The waiter brought her drink. She paid for it. That was a good sign. Girls like this one never paid for their drinks if they had someone else to pay for them. I saw the coins flicker as she raised her glass to drink, delicately, self-consciously, like a trained animal. Then I had a sudden foolish idea. It restored my confidence and good humour like a drug.
I stubbed out my cigarette and walked across to the quiet comer under the palms. She saw me coming over the last ten paces, but her eyes were blank and her lips held no hint of welcome.
I bent over the table, smiled my little rueful smile, and said, “Remember me?”
“I remember you.”
Her voice had changed as little as her face. It was still flat, sulky, unlovable.
“Mind if I sit down?”
“No.”
“Thanks.”
I sat down. She finished her drink and pushed the glass towards me. The gesture was a patent insult.
“You can buy me another if you like.”
“You mean if I can afford it.”
“Oh, I know you can—Manny told me you were in the money.”
Again the small, cold fingers crisped round my heart, but I managed a grin and the words came flatly enough.
“Trust Manny. He’s a clever boy.”
“He doesn’t like you very much, Commander.”
“It’s a mutual feeling.”
She blew a cloud of smoke full in my face and handed me the terse little tag, “That makes three of us, Commander.”
“Meaning what?”
“I don’t like Manny, either.”
“I thought he was here with you.”
“No. Manny has other interests. This one’s a brunette.”
I said I was sorry to hear it. I was about to say that men who treated girls the way Manny treated girls were no kind of men at all. She cut off my little philippic with a gamin gesture.
“Save it, Commander. You don’
t like me. I don’t like you. Let’s not make pretty speeches. You know Manny gave me your coin?”
She held out her wrist so that the old piece dangled provocatively under my nose.
“Yes. He told me he’d give it to you.”
For the first time she smiled. She moistened her lips with a small darting tongue. Her eyes were alight with malicious amusement.
“Like to have it back?”
“Yes.”
“How much will you pay?”
“Thirty pounds. That’s what Manny gave me for it.”
“Make it fifty, Commander, and you can have the rest of the junk as well.”
I took out my wallet, counted out ten five-pound notes and laid them on the table without a word. She unclasped the bracelet and tossed it across to me, then picked up the notes and stuffed them into her handbag.
“Thanks,” she said flatly. “I was down to my last fiver. Now you can buy me that drink.”
I took out a ten-shilling note and put it carefully under the ash-tray. Then I stood up.
“I’m sorry. I’m moving out of town. You’d do better with the tourist traffic. They’re playing. I’m working.”
It sounded cheap and it was cheap. Manny Mannix himself couldn’t have made it any dirtier. I tried to find grace enough and words to make an apology.
“I—I’m sorry. I shouldn’t have said that.”
She shrugged and reached for her compact.
“I’m used to it.

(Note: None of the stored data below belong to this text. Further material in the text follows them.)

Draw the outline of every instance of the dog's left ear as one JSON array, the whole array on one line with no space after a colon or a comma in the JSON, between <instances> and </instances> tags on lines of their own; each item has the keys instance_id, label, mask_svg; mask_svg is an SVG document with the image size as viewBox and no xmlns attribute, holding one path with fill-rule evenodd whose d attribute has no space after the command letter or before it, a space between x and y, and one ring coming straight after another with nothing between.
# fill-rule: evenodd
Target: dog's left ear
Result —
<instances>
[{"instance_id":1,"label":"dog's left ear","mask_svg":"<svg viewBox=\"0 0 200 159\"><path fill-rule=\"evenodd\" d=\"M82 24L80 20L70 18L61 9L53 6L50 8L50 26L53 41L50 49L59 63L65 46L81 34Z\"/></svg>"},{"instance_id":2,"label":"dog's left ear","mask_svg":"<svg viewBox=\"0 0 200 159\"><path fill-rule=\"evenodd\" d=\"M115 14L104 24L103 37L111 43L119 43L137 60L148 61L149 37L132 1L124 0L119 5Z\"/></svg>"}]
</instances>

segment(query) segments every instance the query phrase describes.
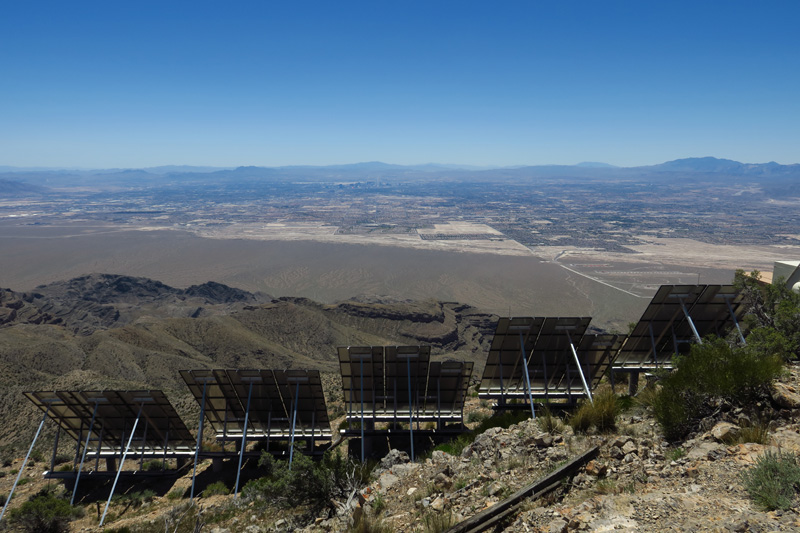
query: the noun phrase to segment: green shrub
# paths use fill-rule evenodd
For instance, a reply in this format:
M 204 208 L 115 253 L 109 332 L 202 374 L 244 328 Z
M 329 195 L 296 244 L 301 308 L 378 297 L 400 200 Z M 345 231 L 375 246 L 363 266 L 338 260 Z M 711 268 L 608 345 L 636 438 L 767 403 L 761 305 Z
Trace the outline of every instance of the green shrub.
M 686 455 L 686 450 L 683 448 L 673 448 L 669 452 L 667 452 L 667 460 L 669 461 L 677 461 Z
M 425 533 L 442 533 L 456 525 L 456 519 L 450 512 L 426 512 L 422 515 L 422 527 Z
M 786 286 L 784 280 L 761 284 L 761 274 L 750 275 L 737 270 L 734 285 L 741 291 L 747 311 L 745 323 L 750 329 L 747 345 L 762 355 L 783 359 L 800 357 L 800 294 Z
M 9 521 L 30 533 L 66 533 L 70 520 L 80 514 L 67 500 L 45 490 L 12 510 Z
M 769 425 L 763 422 L 743 426 L 736 436 L 736 444 L 746 444 L 748 442 L 769 444 L 769 441 Z
M 167 499 L 170 501 L 179 500 L 183 498 L 183 489 L 172 489 L 167 493 Z
M 471 411 L 467 415 L 467 424 L 475 424 L 475 423 L 478 423 L 478 422 L 483 422 L 487 418 L 489 418 L 489 417 L 487 415 L 481 413 L 480 411 Z
M 765 452 L 756 465 L 742 474 L 742 482 L 753 501 L 767 510 L 792 506 L 800 487 L 800 466 L 791 453 Z
M 536 421 L 539 423 L 539 427 L 542 431 L 546 433 L 560 433 L 561 430 L 564 429 L 564 423 L 560 418 L 554 416 L 553 412 L 550 411 L 550 408 L 547 406 L 539 410 Z
M 378 518 L 370 518 L 365 514 L 361 514 L 358 521 L 350 528 L 350 533 L 391 533 L 394 531 L 391 527 L 385 525 Z
M 203 498 L 208 498 L 210 496 L 218 496 L 220 494 L 230 494 L 231 490 L 225 485 L 222 481 L 215 481 L 206 487 L 203 491 Z
M 295 453 L 291 469 L 287 461 L 276 461 L 271 454 L 262 452 L 258 465 L 265 476 L 245 484 L 242 489 L 244 499 L 312 507 L 330 505 L 333 498 L 361 488 L 374 466 L 373 463 L 356 464 L 337 452 L 326 452 L 318 463 L 306 455 Z
M 661 380 L 653 400 L 653 414 L 668 440 L 686 435 L 710 413 L 714 398 L 745 405 L 763 394 L 783 371 L 775 355 L 748 346 L 730 346 L 708 337 L 692 346 L 689 355 L 673 360 L 675 370 Z
M 142 470 L 145 472 L 160 472 L 166 470 L 167 463 L 163 459 L 151 459 L 142 464 Z
M 576 433 L 585 433 L 591 427 L 599 432 L 611 431 L 617 427 L 619 413 L 617 395 L 608 389 L 595 394 L 594 403 L 583 400 L 568 422 Z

There’s one thing, Commander . . .”
“Yes?”
“You overpaid me for the bracelet. To make up the difference, I’ll tell you something.”
“Well. . .?”
“Manny told me you’ve got something he wants.”
“That’s the way Manny lives—wanting what someone else has.”
“This time he swears he’s going to get it.”
“He’ll have to find me first and he’ll be a long time looking. And even if he does find me . . . ”
I was moving away as I spoke but she stopped me in my tracks.
“When he finds you, Commander . . . when he finds you, he’s going to kill you.”